The thoughts and arguments that get you stuck (and bored), but you write and write, bend it in and around your life and a voice forms, words come and you write and you move on, leaving it behind on the page. I said three things, the third was a writing deadline, which is long gone, yet pressing all the same. I’ve decided this is the last week to spend on it, because I am impatient to move on and get back to writing scripts.
These other stories, old ones, are hovering behind my eyes, well they are images mostly, wanting to come out. The Images have become sharper, moments make sense. A key image reveals itself to me and i know – okay this film revolves round this moment and i can write upto and around this moment. What’s the next one…?

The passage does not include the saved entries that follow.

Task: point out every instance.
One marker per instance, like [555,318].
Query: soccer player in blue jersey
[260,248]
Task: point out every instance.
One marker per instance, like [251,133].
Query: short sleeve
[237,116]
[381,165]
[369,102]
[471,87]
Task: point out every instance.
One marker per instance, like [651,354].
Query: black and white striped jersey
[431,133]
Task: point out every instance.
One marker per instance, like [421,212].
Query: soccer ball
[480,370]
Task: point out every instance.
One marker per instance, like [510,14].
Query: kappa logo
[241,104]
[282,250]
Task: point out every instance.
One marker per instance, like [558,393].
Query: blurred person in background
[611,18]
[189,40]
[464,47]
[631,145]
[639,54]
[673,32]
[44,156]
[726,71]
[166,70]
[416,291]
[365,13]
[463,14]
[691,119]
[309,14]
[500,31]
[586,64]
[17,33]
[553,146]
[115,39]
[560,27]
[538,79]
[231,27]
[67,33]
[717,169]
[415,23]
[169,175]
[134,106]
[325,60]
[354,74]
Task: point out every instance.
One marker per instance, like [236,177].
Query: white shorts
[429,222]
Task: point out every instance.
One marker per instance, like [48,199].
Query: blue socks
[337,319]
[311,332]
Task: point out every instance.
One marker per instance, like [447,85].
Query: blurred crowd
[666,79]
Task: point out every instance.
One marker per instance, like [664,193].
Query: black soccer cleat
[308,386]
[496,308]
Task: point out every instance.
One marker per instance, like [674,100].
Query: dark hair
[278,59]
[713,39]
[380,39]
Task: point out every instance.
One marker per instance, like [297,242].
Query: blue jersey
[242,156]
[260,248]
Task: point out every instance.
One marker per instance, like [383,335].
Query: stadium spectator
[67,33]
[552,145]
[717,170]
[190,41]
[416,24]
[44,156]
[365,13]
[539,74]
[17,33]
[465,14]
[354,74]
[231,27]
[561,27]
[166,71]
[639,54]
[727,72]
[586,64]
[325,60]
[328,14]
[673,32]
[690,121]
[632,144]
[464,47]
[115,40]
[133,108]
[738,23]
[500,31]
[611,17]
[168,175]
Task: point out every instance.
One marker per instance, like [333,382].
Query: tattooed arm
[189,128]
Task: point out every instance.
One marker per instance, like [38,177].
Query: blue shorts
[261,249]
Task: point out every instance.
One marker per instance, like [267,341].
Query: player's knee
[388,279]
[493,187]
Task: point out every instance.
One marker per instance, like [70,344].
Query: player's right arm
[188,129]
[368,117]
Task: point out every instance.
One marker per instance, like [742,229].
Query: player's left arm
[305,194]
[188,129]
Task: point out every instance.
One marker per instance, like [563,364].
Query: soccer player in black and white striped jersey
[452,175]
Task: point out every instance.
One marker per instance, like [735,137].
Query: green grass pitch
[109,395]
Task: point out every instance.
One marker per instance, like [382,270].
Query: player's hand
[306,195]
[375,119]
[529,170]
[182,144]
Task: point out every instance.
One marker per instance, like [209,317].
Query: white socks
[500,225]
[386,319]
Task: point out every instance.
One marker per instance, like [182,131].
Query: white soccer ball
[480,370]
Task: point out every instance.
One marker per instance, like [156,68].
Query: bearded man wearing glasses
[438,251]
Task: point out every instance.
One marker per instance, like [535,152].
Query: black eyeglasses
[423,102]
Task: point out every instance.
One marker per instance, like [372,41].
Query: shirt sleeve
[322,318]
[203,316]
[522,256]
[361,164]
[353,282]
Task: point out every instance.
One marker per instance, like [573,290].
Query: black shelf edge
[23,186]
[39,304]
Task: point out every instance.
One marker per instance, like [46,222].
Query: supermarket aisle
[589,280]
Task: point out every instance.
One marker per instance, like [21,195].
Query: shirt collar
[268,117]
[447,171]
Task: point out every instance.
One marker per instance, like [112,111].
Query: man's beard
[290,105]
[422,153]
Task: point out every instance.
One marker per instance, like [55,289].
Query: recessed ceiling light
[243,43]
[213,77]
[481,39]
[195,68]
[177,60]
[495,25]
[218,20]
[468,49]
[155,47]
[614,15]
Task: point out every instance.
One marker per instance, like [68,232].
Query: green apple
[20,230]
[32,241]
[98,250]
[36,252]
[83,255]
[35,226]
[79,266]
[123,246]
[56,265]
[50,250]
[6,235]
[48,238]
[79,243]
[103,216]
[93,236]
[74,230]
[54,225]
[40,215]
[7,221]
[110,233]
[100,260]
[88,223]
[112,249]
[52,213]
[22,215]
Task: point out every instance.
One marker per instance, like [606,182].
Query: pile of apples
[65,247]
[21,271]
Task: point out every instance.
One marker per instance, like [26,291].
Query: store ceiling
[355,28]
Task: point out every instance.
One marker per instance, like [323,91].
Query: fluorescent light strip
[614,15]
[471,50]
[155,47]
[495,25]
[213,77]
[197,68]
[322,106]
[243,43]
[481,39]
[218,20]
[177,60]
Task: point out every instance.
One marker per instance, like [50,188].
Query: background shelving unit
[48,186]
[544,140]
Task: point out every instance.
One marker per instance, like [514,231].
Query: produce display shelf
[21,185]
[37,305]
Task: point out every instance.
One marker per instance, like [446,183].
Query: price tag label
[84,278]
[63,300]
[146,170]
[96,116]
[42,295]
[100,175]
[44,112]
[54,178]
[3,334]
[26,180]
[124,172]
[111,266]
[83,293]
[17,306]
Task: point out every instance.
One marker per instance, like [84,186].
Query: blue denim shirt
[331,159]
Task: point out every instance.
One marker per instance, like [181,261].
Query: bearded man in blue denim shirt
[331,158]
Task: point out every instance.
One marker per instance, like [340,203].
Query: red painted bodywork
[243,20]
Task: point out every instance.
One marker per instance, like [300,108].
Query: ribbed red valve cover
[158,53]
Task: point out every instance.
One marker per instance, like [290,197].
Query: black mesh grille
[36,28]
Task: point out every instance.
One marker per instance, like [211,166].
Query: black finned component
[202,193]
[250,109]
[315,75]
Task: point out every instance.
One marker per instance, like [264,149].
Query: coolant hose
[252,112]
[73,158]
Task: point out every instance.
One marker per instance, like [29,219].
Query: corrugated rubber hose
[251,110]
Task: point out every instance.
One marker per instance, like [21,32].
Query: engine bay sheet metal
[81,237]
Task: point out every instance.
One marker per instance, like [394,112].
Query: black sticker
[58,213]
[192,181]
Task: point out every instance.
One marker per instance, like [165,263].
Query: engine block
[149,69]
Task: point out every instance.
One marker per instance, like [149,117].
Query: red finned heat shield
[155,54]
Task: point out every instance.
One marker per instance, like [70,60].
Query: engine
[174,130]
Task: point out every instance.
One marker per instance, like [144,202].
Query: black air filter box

Everything seems to be stuck between life and death, and i really want to move on from that and get closer to composition. Somewhere along the way I lost my left hand, well the intelligence of my left hand, and i want to go back and retrieve it and the only way to do that is to write and play music. It scares the hell out of me and feels impossible, but every new challenge often finds itself, bringing discomfort and fear before pleasure. For this new mountain, I have to find the right collaborator.
Last summer i was watching an orchestra rehearse, over three days, I’d had this script in my head for maybe a year, and it was still where was and then yesterday on a tube in London, the two main characters walked on and sat next to and opposite me, with their instruments. Just to know they exist is thrilling. They were Spanish, which surprised me.
And so i am starting to see these patterns that work away at the top level, in between life and death, and the movement of everyday life going across that and noticing key moments to pay attention to. What do they look like, when you barely see them? And that’s where i want composition to enter my practice.
What the UK is going through with Brexit, felt quite exhausting and is now quite bland – you wouldn’t imagine there was a general election on the horizon, but it is busy writing reshaping the UK. And, in between dreams and reality, this has my attention and makes some stories more urgent than others.